Friday, July 27, 2018 / 08:56AM / NSE
Oando PLC (referred to as “Oando” or the “Group”), Nigeria’s leading indigenous energy group listed on both The Nigerian and Johannesburg Stock Exchange, today announced its unaudited results for the six months period ended June 30, 2018.
Commenting on the results Wale Tinubu, Group Chief Executive, Oando PLC said:
“I am pleased to report that Oando PLC has made significant progress in 2018, evidenced by our substantial free cash flow generation and profitability. Oil prices have rallied over the last year, a direct consequence of increasing demand and reduced supply. Higher oil prices, and the resolution of Joint Venture funding challenges with the Nigerian National Petroleum Corporation has driven increased investment in the upstream sector. This stable operating environment, coupled with our fiscal prudence, has reinforced our solid financial footing as we continue to build on the momentum garnered in 2017.”
• Turnover increased by 11%, N297.3 billion compared to N267.0 billion (H1 2017)
• Gross Profit increased by 53%, N51.0 billion compared to N33.4 billion (H1 2017)
• Profit-After-Tax increased by 86%, N8.5 billion compared to N4.6 billion (H1 2017)
• Oando Energy Resources (OER) recorded 5% cumulative production decrease in H1 2018. 6.8MMboe (average 37,814 boe/day) H1 2018 compared to 7.2MMboe (average 39,950 boe/day) in the comparative period of H1 2017.
• OER recorded a 55% increase in capital expenditures related to the development of oil and gas assets and exploration activities. $24.7 million (N8.9 billion) in H1 2018 compared to $15.9 million (N4.9 billion) in 2017.
The first half of 2018 picked up on the industry recovery witnessed in 2017. Brent prices averaged $69.87 per barrel, resulting in a 38% increase in realized crude selling price compared to the same period in 2017. Performance was further buoyed by sale price increases of 19% for NGL and 13% for our natural gas deliveries.
OER recorded a cumulative production of 6.8 million barrels of oil equivalent compared to 7.2 million barrels in the same period of 2017, primarily due to storage constraints and downtime on well 7 at our Ebendo field in OML 56. We also witnessed reduced gas production due to shut-ins suffered at OML 60-63 as a result of repairs and maintenance. Capital Expenditures of $24.7 million (N8.9 billion) were expended in H1 2018, compared to $15.9 million (N4.9 billion) in 2017. These were primarily maintenance CAPEX focused on drilling activities and facilities maintenance as well as exploration related activities.
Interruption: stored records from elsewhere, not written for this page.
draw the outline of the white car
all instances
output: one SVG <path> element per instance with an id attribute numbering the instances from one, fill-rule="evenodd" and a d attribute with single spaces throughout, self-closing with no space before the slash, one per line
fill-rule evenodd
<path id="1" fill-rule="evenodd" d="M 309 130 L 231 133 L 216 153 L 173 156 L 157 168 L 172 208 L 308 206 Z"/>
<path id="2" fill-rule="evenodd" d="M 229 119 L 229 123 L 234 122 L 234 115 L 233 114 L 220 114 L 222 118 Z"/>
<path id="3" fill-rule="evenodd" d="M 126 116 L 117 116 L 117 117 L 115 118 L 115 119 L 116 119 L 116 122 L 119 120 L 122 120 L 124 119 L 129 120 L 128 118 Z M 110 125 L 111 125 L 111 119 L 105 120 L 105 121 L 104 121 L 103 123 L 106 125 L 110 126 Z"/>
• Oando Trading Dubai (OTD) recorded a total of 6.6 million barrels of Crude Oil traded and 195,497MT of petroleum products delivered in H1 2018
• Trading Revenues remained relatively stable at just over N219.2 billion ($608 million).
In the past six months, OTD has traded 6.6 million barrels of crude oil under various contracts with the Nigerian National Petroleum Corporation (NNPC) as well as delivering over 195,000MT of refined products, acting as a key source of liquidity to the Oando Group. OTD continues to solidify its relationships with leading international and local banks.
2018 has witnessed a much healthier oil industry, recovering from the last few years of low prices, enforced capital discipline, productivity efficiencies and portfolio realignments. We will continue to drive growth and profitability via our dollar earning portfolios. Our plans in the upstream involves production growth via investment in targeted profitable projects whilst maintaining fiscal prudence, to ensure we remain less sensitive to short-term price fluctuations. In our Trading business, current plans for growth include expansion of our trading structures in Africa, capitalizing on expanding scope in Southern and East Africa, as well as developing key supply mechanisms into the Middle East and North Africa.